Isso explica uma situação interessante:
Você possui dois drivers aparentemente destinados ao mesmo dispositivo.
Driver A
Versão: 10.5.20
Driver B
Versão: 9.8.15
O usuário olha os números e conclui:
10.5.20 é maior, portanto o Driver A deveria ganhar.
Essa conclusão não é necessariamente correta.
O Windows precisa primeiro determinar qual pacote representa a melhor correspondência para aquele dispositivo.
A versão não funciona como um campeonato no qual o maior número automaticamente vence todos os demais critérios.

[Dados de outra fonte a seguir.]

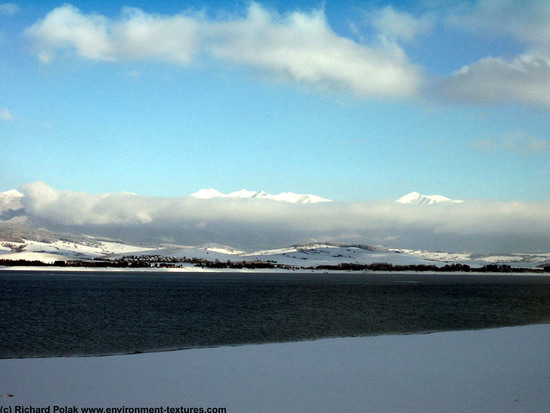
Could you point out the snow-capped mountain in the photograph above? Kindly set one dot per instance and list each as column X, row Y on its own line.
column 243, row 193
column 415, row 198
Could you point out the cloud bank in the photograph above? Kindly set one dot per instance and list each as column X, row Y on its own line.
column 301, row 47
column 263, row 223
column 298, row 47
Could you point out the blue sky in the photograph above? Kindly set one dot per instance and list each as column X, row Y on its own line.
column 352, row 101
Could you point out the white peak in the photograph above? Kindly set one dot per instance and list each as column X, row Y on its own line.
column 418, row 199
column 245, row 194
column 299, row 198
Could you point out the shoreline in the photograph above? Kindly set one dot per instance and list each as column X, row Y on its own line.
column 502, row 369
column 307, row 340
column 193, row 270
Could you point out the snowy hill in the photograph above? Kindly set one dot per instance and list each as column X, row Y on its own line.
column 305, row 255
column 243, row 193
column 414, row 198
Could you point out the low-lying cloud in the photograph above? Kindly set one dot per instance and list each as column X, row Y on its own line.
column 262, row 223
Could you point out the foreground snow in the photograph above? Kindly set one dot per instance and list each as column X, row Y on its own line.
column 500, row 370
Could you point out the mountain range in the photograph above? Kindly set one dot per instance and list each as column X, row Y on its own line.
column 243, row 193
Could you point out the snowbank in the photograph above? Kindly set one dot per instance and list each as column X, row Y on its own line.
column 498, row 370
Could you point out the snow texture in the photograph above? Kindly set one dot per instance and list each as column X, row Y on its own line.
column 499, row 370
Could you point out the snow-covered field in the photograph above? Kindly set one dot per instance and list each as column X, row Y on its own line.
column 300, row 256
column 498, row 370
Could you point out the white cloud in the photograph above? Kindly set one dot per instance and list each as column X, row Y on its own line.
column 524, row 78
column 8, row 9
column 517, row 141
column 527, row 21
column 299, row 47
column 258, row 223
column 398, row 25
column 136, row 35
column 5, row 114
column 302, row 47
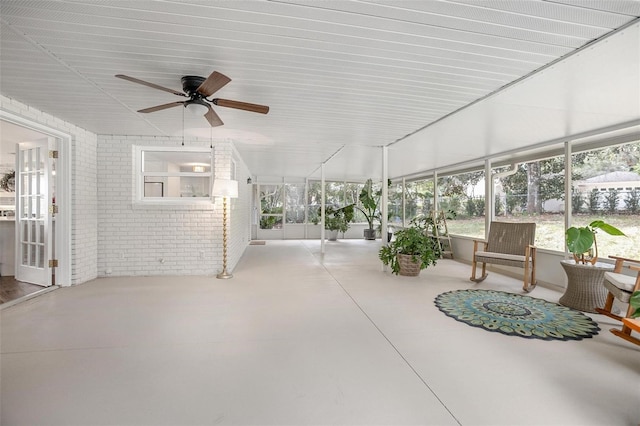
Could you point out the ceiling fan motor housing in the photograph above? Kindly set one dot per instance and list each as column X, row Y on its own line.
column 190, row 84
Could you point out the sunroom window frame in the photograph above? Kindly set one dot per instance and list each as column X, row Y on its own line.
column 141, row 174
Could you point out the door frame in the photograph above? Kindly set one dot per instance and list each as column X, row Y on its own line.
column 63, row 193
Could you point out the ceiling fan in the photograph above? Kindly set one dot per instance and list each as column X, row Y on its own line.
column 198, row 89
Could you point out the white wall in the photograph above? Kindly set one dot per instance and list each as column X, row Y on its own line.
column 84, row 217
column 167, row 239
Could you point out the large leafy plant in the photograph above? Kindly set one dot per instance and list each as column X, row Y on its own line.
column 338, row 219
column 370, row 202
column 413, row 241
column 582, row 243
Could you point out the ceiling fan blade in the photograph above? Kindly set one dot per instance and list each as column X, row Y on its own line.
column 212, row 84
column 161, row 107
column 262, row 109
column 146, row 83
column 213, row 118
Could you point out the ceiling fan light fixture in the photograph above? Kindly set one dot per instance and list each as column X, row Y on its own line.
column 196, row 109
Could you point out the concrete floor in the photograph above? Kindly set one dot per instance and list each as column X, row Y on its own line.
column 298, row 338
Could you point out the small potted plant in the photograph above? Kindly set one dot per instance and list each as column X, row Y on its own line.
column 585, row 275
column 8, row 181
column 337, row 220
column 411, row 251
column 370, row 207
column 581, row 241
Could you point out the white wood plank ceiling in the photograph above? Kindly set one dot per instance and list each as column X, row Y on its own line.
column 430, row 79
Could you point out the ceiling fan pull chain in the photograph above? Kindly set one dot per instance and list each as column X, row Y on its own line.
column 183, row 125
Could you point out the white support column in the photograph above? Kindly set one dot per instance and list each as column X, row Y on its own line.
column 322, row 195
column 404, row 200
column 384, row 204
column 489, row 199
column 568, row 213
column 435, row 191
column 306, row 208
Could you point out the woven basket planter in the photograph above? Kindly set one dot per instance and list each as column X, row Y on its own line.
column 408, row 266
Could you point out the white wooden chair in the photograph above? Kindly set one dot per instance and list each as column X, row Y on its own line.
column 621, row 286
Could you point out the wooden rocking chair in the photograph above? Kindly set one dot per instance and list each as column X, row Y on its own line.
column 509, row 244
column 621, row 286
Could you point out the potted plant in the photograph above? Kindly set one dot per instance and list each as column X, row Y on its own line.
column 337, row 220
column 585, row 291
column 369, row 206
column 581, row 241
column 411, row 251
column 8, row 181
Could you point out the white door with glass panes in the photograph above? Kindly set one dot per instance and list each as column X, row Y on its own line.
column 34, row 219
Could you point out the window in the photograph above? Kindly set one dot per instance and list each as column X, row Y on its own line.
column 606, row 186
column 418, row 198
column 534, row 192
column 462, row 197
column 173, row 175
column 314, row 200
column 295, row 203
column 271, row 206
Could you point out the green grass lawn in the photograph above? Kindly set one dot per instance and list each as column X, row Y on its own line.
column 550, row 232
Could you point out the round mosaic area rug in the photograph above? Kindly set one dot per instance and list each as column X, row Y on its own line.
column 516, row 315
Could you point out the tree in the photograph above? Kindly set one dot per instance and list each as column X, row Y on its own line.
column 534, row 183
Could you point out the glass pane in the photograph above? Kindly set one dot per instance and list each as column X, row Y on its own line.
column 25, row 254
column 41, row 256
column 176, row 161
column 535, row 193
column 270, row 222
column 271, row 200
column 313, row 201
column 462, row 199
column 176, row 186
column 295, row 203
column 32, row 255
column 418, row 198
column 606, row 186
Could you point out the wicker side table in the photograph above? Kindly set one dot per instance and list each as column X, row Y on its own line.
column 585, row 290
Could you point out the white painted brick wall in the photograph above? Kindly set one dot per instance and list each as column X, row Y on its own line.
column 108, row 233
column 84, row 236
column 188, row 239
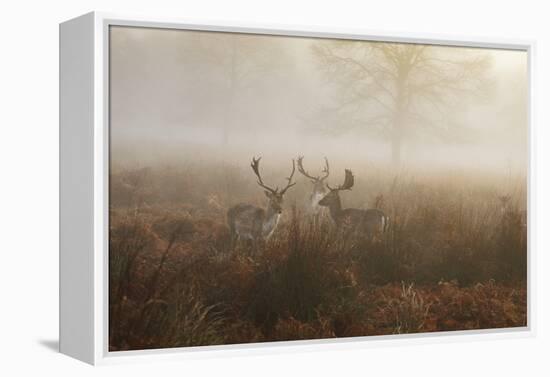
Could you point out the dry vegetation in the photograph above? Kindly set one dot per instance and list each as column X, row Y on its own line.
column 452, row 259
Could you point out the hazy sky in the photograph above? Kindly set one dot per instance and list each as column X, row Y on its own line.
column 173, row 89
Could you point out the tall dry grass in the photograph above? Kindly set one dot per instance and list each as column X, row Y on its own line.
column 453, row 258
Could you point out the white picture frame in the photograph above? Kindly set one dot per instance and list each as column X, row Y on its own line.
column 84, row 137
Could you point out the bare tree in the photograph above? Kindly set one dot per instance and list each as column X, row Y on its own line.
column 399, row 89
column 236, row 67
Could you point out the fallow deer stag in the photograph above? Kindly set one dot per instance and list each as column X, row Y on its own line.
column 254, row 223
column 319, row 189
column 370, row 222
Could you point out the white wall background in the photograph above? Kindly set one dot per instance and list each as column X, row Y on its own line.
column 29, row 184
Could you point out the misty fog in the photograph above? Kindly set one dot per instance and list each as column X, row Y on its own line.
column 177, row 94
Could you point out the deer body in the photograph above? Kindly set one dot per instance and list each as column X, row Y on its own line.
column 250, row 222
column 371, row 222
column 319, row 190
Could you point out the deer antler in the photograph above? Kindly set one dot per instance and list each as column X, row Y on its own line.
column 303, row 171
column 325, row 171
column 289, row 179
column 255, row 165
column 349, row 180
column 306, row 174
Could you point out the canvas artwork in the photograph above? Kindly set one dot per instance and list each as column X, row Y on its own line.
column 273, row 188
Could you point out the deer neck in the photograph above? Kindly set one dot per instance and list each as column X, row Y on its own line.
column 270, row 221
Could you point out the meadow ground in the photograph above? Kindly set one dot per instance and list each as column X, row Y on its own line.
column 454, row 258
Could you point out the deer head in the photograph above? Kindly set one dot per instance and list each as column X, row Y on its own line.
column 333, row 197
column 275, row 196
column 317, row 181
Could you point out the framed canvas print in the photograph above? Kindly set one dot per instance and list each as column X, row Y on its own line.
column 237, row 188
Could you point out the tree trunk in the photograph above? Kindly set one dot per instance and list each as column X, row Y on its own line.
column 396, row 150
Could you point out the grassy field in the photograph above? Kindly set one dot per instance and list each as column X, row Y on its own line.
column 454, row 258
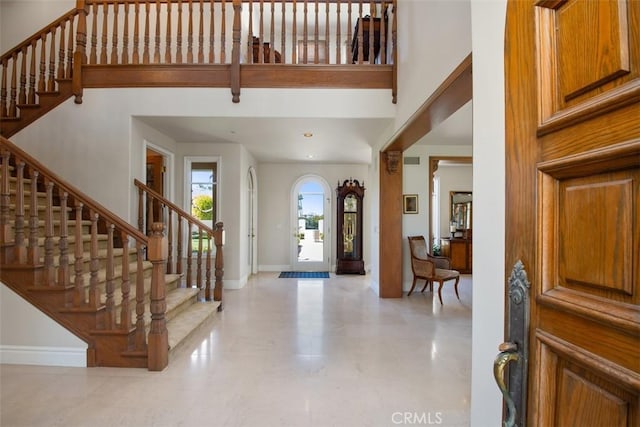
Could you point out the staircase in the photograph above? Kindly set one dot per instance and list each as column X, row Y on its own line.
column 90, row 271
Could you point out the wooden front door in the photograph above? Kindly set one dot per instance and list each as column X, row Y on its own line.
column 572, row 71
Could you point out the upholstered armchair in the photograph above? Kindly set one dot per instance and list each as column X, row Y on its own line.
column 430, row 268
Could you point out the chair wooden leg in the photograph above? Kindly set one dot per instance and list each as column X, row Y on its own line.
column 440, row 291
column 428, row 283
column 413, row 285
column 456, row 286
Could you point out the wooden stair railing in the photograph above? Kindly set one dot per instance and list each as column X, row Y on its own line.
column 181, row 226
column 198, row 43
column 37, row 74
column 82, row 265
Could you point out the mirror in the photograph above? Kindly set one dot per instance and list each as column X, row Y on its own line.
column 460, row 213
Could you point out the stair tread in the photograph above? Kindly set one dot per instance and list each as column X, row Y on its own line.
column 187, row 322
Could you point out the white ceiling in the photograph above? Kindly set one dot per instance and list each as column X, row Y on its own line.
column 276, row 140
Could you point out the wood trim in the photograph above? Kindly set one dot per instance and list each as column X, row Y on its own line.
column 450, row 96
column 251, row 76
column 390, row 243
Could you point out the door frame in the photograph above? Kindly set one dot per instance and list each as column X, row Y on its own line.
column 169, row 164
column 188, row 161
column 325, row 265
column 252, row 220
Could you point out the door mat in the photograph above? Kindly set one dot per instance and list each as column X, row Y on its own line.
column 304, row 275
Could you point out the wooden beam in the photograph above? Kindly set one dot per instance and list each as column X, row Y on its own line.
column 450, row 96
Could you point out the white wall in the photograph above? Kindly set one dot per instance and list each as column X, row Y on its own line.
column 35, row 339
column 488, row 22
column 274, row 221
column 452, row 178
column 434, row 36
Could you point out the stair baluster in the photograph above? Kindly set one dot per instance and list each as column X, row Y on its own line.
column 104, row 38
column 79, row 291
column 69, row 68
column 114, row 36
column 199, row 282
column 189, row 254
column 51, row 81
column 179, row 254
column 42, row 80
column 22, row 93
column 20, row 250
column 5, row 226
column 13, row 109
column 145, row 52
column 63, row 243
column 170, row 242
column 207, row 285
column 110, row 310
column 93, row 54
column 33, row 256
column 190, row 34
column 167, row 55
column 125, row 36
column 61, row 51
column 94, row 292
column 125, row 310
column 135, row 59
column 49, row 278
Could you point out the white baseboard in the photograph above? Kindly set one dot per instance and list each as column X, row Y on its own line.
column 274, row 268
column 235, row 284
column 45, row 356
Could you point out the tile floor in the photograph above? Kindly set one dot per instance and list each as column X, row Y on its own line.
column 285, row 352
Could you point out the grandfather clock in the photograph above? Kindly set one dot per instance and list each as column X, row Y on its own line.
column 349, row 248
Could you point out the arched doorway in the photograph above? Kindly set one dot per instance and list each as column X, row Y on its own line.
column 310, row 224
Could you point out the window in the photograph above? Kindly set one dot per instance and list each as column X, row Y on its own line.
column 204, row 192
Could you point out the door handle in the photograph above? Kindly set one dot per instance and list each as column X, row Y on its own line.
column 508, row 353
column 515, row 349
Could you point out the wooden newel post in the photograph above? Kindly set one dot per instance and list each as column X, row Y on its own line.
column 158, row 348
column 218, row 237
column 80, row 54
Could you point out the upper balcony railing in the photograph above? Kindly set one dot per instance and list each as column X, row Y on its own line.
column 205, row 43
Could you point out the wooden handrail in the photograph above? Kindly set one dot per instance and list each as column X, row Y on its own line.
column 73, row 192
column 105, row 43
column 75, row 207
column 38, row 34
column 180, row 223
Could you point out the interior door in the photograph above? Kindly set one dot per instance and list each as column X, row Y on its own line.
column 155, row 178
column 572, row 202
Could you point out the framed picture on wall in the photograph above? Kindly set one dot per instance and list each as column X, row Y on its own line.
column 410, row 203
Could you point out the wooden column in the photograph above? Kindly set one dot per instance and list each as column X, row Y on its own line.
column 158, row 334
column 80, row 54
column 235, row 52
column 390, row 256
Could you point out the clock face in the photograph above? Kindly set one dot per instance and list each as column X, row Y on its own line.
column 350, row 203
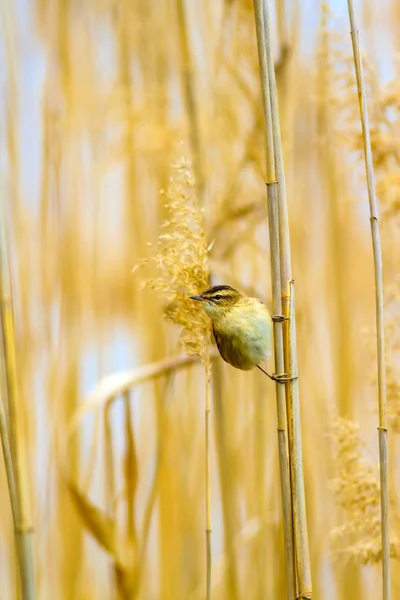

Existe um ranking de drivers
Quando vários pacotes podem atender ao mesmo dispositivo, o Windows atribui uma classificação às correspondências.
A documentação da Microsoft descreve esse ranking como um valor que representa o quanto determinado pacote corresponde ao dispositivo. De forma simplificada, quanto menor o valor de rank, melhor a correspondência.
A classificação considera fatores relacionados à assinatura, aos recursos do pacote e ao tipo de correspondência entre os identificadores apresentados pelo dispositivo e aqueles declarados pelo INF.
Esse mecanismo é importante porque um computador pode acumular vários pacotes capazes de controlar o mesmo equipamento.
O Windows precisa escolher um.
E aqui aparece uma das principais explicações para o problema deste artigo:
Instalar manualmente um pacote não significa necessariamente que ele continuará sendo a melhor correspondência encontrada pelo Windows em todas as seleções futuras.
Data e versão importam, mas existe uma ordem
Existe outra confusão comum.
Muitos usuários acreditam que o Windows compara todos os drivers disponíveis e simplesmente escolhe aquele com maior número de versão.
Não funciona dessa forma.
De acordo com a documentação da Microsoft, primeiro entra a classificação da correspondência. Quando existem pacotes igualmente classificados como melhor correspondência, o Windows utiliza a data do driver como próximo critério. Se a classificação e a data forem iguais, a versão é utilizada.
Portanto:
Rank → Data → Versão
é uma maneira útil de visualizar parte importante do processo de desempate entre pacotes que já correspondem ao dispositivo.
Isso produz situações que parecem absurdas quando observadas apenas pelo número da versão.
Um pacote com numeração aparentemente menor pode continuar sendo escolhido se tiver uma correspondência mais adequada dentro das regras do Windows.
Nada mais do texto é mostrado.